Alcuni costruttori (Snuffy Smith) o venditori (Curtis McPeake) di ponti di alta-qualità saranno peraltro disponibili a procurarvi il vostro ‘ponticello ideale’ se gli descrivete banjo, set-up attuale e suono preferito, ma non è sbagliato buttare via un pò di soldi facendo esperimenti e quindi, spesso, imparando qualcosa: la ‘pappa pronta’ è comoda, magari meno costosa, ma vi fa maturare poco!

Personalmente (messaggio promozionale) fornisco ai miei ‘clienti’ 3 o 4 ponti da provare, per scegliere a ragion veduta e pagare solo quello/i trattenuto/i. Anche questo è un modo per fare confronti e quindi imparare. Per nessuna ragione, è il caso di ripeterlo, varrà la pena di lavorare su ponticelli di qualità inferiore: il mio consiglio è di iniziare con ponti Grover alti 5/8″ di discreto spessore (in vita mia ne avrò ‘lavorati’ almeno una cinquantina…), passando poi, in tempi abbastanza brevi, a cose più serie tipo Wadsworth o Snuffy Smith.

Dove acquistarli? Che domande! Ma da me (nuovo messaggio promozionale), naturalmente! O da Curtis McPeake, o dai molti venditori ‘mail order’ americani. I prezzi vanno dai pochi dollari (2 o 3, credo) dei Grover ai 20 $ o più dei Wadsworth e Smith: come sempre in questo campo la qualità si paga (“you get what you pay for”), anche se a volte non è proprio fondamentale pagare più di tanto.

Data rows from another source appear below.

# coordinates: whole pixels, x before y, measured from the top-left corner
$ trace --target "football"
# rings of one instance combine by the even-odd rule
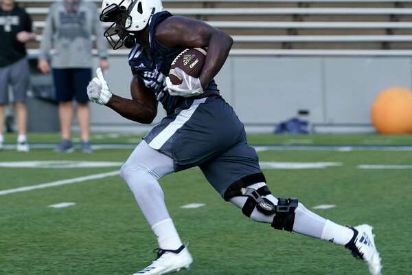
[[[186,49],[181,52],[172,63],[169,78],[174,85],[182,82],[181,78],[176,74],[176,67],[181,69],[190,76],[198,78],[202,72],[207,52],[202,48]]]

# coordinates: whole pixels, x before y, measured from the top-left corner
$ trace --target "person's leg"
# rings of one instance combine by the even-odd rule
[[[77,104],[77,118],[80,126],[80,138],[83,142],[90,140],[90,108],[87,103]]]
[[[297,199],[276,198],[266,186],[258,155],[246,140],[201,168],[222,197],[242,209],[247,217],[270,223],[277,230],[345,245],[352,255],[366,261],[371,274],[380,274],[382,265],[372,228],[343,226],[308,210]]]
[[[25,102],[27,91],[30,87],[30,72],[29,64],[26,58],[23,58],[12,65],[10,76],[14,95],[14,109],[16,113],[17,129],[19,131],[17,138],[18,149],[19,144],[21,144],[24,147],[22,147],[22,149],[27,149],[21,151],[27,151],[28,146],[23,145],[26,144],[27,141],[27,113]]]
[[[71,70],[69,69],[53,69],[53,78],[56,89],[56,99],[58,102],[58,116],[60,123],[60,135],[63,140],[71,138],[73,122],[73,97]]]
[[[72,101],[60,102],[59,103],[58,117],[60,123],[60,133],[63,140],[70,140],[71,138],[73,113]]]
[[[5,111],[5,105],[0,104],[0,149],[3,148],[3,143],[4,142],[4,136],[3,133],[4,131],[4,113]]]
[[[255,151],[246,142],[230,148],[213,162],[201,166],[201,168],[222,196],[242,209],[245,215],[256,221],[273,223],[275,213],[265,214],[258,210],[255,201],[249,197],[243,196],[241,193],[229,194],[228,191],[234,189],[234,186],[260,190],[260,192],[264,194],[261,196],[262,199],[268,199],[274,206],[278,205],[278,199],[267,188]],[[222,184],[222,182],[225,184]],[[295,223],[292,229],[297,233],[318,239],[327,241],[333,239],[334,242],[341,245],[347,244],[353,236],[351,229],[328,221],[308,210],[301,203],[297,205],[295,210]]]
[[[182,245],[164,201],[158,179],[174,172],[173,160],[142,141],[122,166],[127,183],[143,214],[154,232],[159,248],[177,250]]]
[[[25,103],[15,102],[14,109],[17,114],[17,129],[19,129],[18,142],[23,142],[26,141],[26,130],[27,121],[27,110]]]
[[[80,126],[80,138],[83,142],[90,141],[90,109],[87,96],[87,85],[91,80],[91,69],[73,69],[73,87],[77,105],[77,119]]]
[[[0,146],[3,146],[4,137],[5,107],[8,102],[8,83],[10,66],[0,68]]]

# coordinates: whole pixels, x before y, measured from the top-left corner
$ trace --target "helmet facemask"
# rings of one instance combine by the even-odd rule
[[[112,3],[108,5],[106,1]],[[116,2],[113,3],[113,0],[103,1],[100,19],[102,22],[113,22],[105,30],[104,37],[113,50],[117,50],[124,45],[133,47],[135,44],[134,32],[144,29],[150,17],[163,10],[161,1],[122,0],[118,3]]]
[[[100,16],[102,22],[113,22],[110,27],[106,29],[103,35],[113,50],[123,46],[123,41],[128,34],[127,29],[131,25],[132,20],[128,14],[127,9],[121,6],[124,1],[122,0],[119,4],[113,3],[104,8]],[[117,24],[120,26],[120,30],[117,28]]]

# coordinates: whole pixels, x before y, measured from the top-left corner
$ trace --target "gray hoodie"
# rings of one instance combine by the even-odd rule
[[[40,45],[39,58],[47,58],[54,45],[52,67],[62,68],[91,68],[92,65],[92,35],[101,58],[107,57],[107,43],[103,36],[103,27],[99,14],[92,2],[80,0],[77,12],[68,12],[65,1],[58,1],[50,7],[43,37]]]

Vale la regola che il vostro banjo avrà al suo meglio il suono della sua componente peggiore, quindi conviene sempre usare parti di qualità elevata, anche perché potrà accadervi di trovare, dopo numerosi tentativi e cospicue spese, il vostro ponticello ideale: da quel momento in poi, cari miei, potrete risparmiarvi ulteriori ‘sprechi’ per ponticelli!

Mi fermo qui: se notate ho parlato solo di ponticelli da 5/8 di pollice, e voi ben sapete che ce ne sono anche di più alti, e genericamente di ‘pelle’ quando voi sapete che ne esistono di diversi tipi e spessori. Alla prossima puntata l’analisi di questi dettagli, molto fondamentali, e di altri fattori del caro amato suono del banjo. E’ lunga, lo so, ma siamo o non siamo dei banjoisti seri? Stacco l’audio prima della vostra risposta… Ma colgo l’occasione per scusarmi, sempre che ve ne siate accorti, del mio lessico più spesso dialettale-velistico che da liutaio, con termini tipo ‘lasco’ o ‘tosto’, ma immagino non ve ne cali un gran che. Dormirò sereno, in attesa del vostro perdono. Bye.